I would be interested in a ALPN based negotiation mechanism for WebSocket though -- but that isn't spec'ed as far as I know=(

[Lukasa]

HTTP2 will establish at least one HTTP2 stream before WebSocket kicks in?

Not as far as I know. There is no precedent for how to establish a WebSocket connection from a HTTP/2 connection. That means, as far as I know, that no browser will connect to a wss:// URL and negotiate HTTP/2 within it: they will always negotiate HTTP/1.1. That should mean, again, that in practice having HTTP/2 enabled for Autobahn/Crossbar is just a no-op: it doesn't affect websockets at all.

[glyph]

I only care about latency until WebSocket takes over.

My point about latency is that you may be serving both traditional-web-application and websocket/autobahn interfaces for the same application. I understand that you could do this a different way, but keeping all your services the same can really simplify deployment pipelines, and it's definitely something that Twisted works hard to make possible, and Autobahn specifically allows for.

But, as @Lukasa explained - there's no overhead beyond the initial TLS handshake for websocket connections anyway, since wss:// clients won't advertise an ability to speak HTTP/2.

[oberstet]

Alright, here is an update:

• The WebSocketResource should have been fixed for current Twisted with Fix WebSocketResource on 16.3.0 #705 - This provides support for Twisted Web being in charge (sitting on the listening endpoint), and Autobahn being switched over to for WebSocket - via WebSocketResource
• Crossbar.io now has UniSocketServerProtocol https://github.com/crossbario/crossbar/blob/master/crossbar/router/unisocket.py - This provides support for having a single listening WAMP endpoint for routers in Crossbar.io that can talk WAMP over RawSocket and WebSocket, while at the same time serving Twisted Web resource trees. This is using the other approach: Autobahn listening, and then switching over to Twisted Web.

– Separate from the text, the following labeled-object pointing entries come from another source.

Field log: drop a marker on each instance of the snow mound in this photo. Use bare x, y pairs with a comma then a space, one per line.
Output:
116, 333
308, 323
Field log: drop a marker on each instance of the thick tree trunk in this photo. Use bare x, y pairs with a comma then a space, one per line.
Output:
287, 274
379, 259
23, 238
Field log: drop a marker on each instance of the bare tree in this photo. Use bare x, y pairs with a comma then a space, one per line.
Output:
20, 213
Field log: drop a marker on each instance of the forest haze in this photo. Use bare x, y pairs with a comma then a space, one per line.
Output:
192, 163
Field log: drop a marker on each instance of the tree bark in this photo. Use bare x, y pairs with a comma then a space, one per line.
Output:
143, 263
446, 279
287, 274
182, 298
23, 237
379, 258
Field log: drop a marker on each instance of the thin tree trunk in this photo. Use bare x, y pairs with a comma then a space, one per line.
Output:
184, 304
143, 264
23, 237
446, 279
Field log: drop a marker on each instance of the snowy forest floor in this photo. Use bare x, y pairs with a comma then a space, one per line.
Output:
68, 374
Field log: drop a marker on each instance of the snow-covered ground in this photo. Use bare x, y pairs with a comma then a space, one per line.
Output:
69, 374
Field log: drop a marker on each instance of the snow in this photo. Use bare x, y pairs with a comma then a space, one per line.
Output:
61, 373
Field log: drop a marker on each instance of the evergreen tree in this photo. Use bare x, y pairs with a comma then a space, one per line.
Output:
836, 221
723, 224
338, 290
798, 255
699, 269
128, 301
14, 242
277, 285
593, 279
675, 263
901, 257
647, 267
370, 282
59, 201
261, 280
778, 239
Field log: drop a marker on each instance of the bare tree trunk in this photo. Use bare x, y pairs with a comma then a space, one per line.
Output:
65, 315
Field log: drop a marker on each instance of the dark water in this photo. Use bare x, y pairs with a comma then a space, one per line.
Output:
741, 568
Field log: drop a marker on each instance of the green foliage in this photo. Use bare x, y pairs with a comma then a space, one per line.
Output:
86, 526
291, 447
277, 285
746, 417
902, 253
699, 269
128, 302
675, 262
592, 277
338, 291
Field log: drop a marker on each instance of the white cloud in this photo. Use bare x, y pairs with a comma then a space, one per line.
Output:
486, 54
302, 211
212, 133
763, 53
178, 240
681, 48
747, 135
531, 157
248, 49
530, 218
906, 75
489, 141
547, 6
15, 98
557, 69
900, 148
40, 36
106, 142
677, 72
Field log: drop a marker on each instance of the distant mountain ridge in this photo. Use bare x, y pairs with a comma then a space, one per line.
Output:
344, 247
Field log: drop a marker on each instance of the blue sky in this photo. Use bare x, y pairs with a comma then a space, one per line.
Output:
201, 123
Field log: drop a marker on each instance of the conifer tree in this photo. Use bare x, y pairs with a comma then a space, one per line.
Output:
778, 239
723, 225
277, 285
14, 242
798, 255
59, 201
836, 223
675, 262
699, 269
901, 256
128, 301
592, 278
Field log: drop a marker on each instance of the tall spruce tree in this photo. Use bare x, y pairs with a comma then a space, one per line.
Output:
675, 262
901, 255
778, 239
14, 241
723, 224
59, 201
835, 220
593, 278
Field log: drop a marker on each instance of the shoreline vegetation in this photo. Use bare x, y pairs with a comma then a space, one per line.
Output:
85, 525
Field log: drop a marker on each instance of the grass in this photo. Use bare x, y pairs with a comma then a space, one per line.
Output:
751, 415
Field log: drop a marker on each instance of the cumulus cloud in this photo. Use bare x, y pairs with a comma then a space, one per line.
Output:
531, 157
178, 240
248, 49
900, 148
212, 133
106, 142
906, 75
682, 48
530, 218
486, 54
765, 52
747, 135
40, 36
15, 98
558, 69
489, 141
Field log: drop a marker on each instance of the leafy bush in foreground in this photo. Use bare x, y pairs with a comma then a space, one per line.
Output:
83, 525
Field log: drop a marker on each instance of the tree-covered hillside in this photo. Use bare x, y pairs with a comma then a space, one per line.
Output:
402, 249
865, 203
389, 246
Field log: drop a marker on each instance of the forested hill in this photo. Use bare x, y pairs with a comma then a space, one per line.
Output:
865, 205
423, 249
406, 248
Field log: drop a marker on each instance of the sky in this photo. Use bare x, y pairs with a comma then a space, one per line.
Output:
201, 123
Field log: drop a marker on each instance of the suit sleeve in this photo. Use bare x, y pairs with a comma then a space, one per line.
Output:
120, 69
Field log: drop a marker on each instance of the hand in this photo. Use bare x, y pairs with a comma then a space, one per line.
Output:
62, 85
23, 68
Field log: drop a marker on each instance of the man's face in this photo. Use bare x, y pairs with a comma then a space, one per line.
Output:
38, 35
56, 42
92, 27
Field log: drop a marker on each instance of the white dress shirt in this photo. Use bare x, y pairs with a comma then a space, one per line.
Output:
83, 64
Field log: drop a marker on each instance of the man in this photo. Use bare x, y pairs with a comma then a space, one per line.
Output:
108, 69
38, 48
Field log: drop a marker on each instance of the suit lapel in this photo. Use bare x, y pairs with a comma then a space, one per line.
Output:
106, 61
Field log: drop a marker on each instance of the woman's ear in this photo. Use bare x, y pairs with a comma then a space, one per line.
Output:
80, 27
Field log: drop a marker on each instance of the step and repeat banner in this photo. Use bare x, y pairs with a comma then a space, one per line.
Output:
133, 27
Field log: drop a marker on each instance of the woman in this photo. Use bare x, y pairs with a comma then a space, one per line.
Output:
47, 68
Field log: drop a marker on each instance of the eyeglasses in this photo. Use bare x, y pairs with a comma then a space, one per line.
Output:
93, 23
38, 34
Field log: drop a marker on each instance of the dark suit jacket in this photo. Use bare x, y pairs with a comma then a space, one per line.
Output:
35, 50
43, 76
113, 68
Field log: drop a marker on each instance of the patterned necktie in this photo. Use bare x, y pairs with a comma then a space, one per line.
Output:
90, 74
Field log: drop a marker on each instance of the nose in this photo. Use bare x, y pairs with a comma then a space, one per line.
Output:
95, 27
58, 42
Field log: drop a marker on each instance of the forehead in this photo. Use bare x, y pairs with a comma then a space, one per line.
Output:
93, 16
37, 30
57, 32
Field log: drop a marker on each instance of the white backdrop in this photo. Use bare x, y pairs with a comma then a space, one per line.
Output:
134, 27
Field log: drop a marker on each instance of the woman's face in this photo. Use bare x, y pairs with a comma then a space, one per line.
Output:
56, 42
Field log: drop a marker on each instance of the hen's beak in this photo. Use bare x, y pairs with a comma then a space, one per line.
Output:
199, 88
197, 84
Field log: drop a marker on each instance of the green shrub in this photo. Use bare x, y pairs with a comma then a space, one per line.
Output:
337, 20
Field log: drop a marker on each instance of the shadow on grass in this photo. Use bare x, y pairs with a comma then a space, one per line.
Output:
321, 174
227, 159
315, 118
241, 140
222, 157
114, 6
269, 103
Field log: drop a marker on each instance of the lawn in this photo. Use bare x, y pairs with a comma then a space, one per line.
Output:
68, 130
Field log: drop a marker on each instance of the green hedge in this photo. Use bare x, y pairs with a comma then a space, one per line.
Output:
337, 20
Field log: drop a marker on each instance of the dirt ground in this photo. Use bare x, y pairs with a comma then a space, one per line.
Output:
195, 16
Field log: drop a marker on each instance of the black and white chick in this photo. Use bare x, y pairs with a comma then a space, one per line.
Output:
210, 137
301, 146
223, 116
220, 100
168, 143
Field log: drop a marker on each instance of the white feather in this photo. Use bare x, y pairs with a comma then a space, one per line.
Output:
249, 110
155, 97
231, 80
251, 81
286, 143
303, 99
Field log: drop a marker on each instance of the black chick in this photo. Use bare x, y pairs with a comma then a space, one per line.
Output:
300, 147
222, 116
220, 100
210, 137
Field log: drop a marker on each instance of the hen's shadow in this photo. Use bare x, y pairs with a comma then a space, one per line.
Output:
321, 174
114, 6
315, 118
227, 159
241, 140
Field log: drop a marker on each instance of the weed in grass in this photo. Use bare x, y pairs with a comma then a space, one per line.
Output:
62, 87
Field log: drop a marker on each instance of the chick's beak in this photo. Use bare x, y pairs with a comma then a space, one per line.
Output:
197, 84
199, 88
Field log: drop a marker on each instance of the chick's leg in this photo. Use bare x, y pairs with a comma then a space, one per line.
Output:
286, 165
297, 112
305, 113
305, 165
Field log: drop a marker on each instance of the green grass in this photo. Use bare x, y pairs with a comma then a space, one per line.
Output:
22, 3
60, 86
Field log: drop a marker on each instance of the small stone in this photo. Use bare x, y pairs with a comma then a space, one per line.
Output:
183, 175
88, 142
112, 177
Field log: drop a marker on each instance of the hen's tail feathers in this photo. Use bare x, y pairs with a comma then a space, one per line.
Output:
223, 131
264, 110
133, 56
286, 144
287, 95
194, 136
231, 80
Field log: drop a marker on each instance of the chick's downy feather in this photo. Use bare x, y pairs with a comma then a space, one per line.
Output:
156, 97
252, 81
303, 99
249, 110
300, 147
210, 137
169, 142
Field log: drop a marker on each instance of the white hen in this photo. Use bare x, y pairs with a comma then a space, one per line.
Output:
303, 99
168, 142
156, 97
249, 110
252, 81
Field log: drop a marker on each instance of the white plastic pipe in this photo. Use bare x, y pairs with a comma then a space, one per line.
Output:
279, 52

I think supporting both directions for integration between Twisted and Autobahn like in above is a good approach and should cover most users needs in this area.

Of course, both features internally use "hacks" (unsupported, non-official "API" in Twisted) - and we should use official Twisted machinery once it is there. For now, "it works" ..

I close this now - if there are still open aspects, please come up, we can reopen should there be any.